The trend is continuing into 2021 with the National Association of Realtors reporting 6.7 million new homes sold in the U.S. January, this is up 23% compared to only a year ago.
As a new homeowner you may feel both accomplished and overwhelmed. You’re leaning into the popular financial advice of paying your mortgage off early.
But is that always wise?
A 2018 survey found that about half of respondents were aiming to pay their mortgage ahead of schedule. Now I’ll admit, this is something that I myself didn’t fully understand the moment I bought my first property.
There are so many home owners out there, that are willing to pay off their mortgage preferably in 20 years instead of 30 years.
02:52 Create emergency funds
Before setting sights on mortgage zero, check your emergency funds. Is there enough to cover basic expenses for several months in case you lose your job? The average “unemployment duration,” or the length of time it presumably takes for someone receiving unemployment insurance to begin a new job, is 3 months. Having at least a three-month savings cushion is ideal before putting extra toward your home loan.

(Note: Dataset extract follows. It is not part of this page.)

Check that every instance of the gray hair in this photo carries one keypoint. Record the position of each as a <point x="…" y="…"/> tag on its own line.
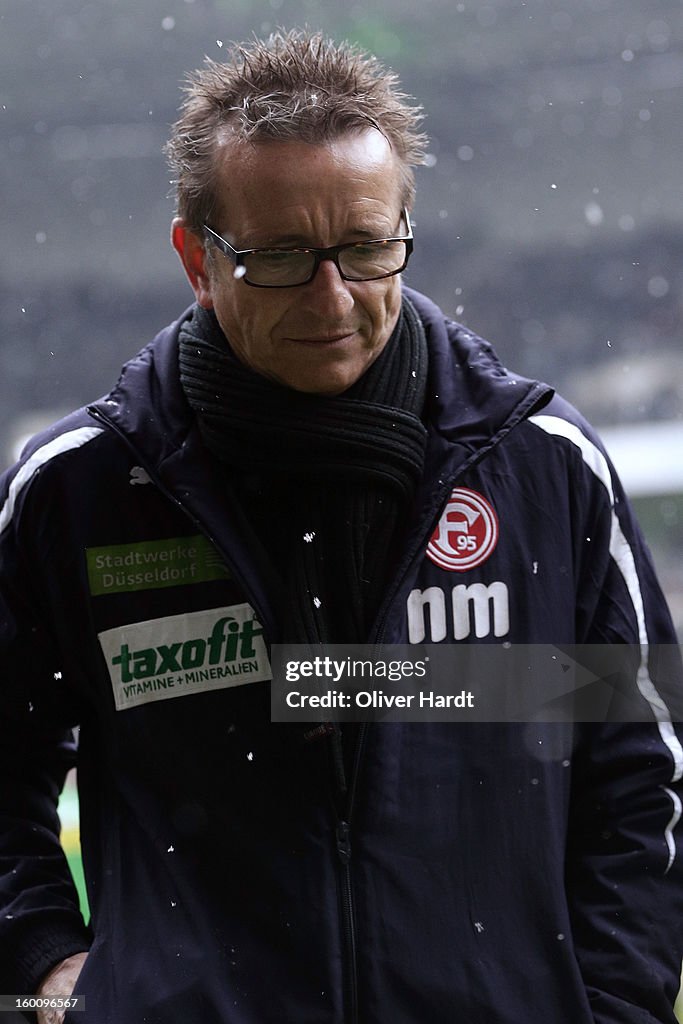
<point x="295" y="86"/>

03:28 Invest for your retirement
It’s no secret that money in the stock market, over the long haul, offers a better return than paying down a mortgage with a 2% or 3% interest rate. The math speaks for itself.

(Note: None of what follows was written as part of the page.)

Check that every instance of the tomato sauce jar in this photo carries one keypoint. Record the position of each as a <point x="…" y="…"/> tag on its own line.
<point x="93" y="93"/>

The S&P 500 has returned an average return of 9% percent annually over the last 30 years. Prioritizing retirement savings ahead of your mortgage just makes more financial sense.
Before settling on paying down your mortgage early, consider refinancing first.
I realise this seems like a step in the opposite direction, since a refinancing “resets” the payoff clock.
There are 2 sides to this story.
The coolest part of refinancing is that all options are open again, and you may pick whatever you like. You can either pick a super low interest rate loan that is available at that very moment. So instead of having a 3% interest rate on your mortgage, you could all of a sudden get a mortgage rate of 2.5% for example, and that half percent will give a hundred bucks per month, straight away.
You could also let a real estate appraiser come by your home, because once you’ve added more value to your home. All the money you’ve put into your home is set in stone, meaning all the money you’ve pumped into your home, can’t be used. It’s emotional value, not actual money value.
But You could take out all the money you’ve put into your home, the moment you choose to refinance it, after you’ve had an appraiser come by. With that, you have a new mortgage, with a lower interest rate.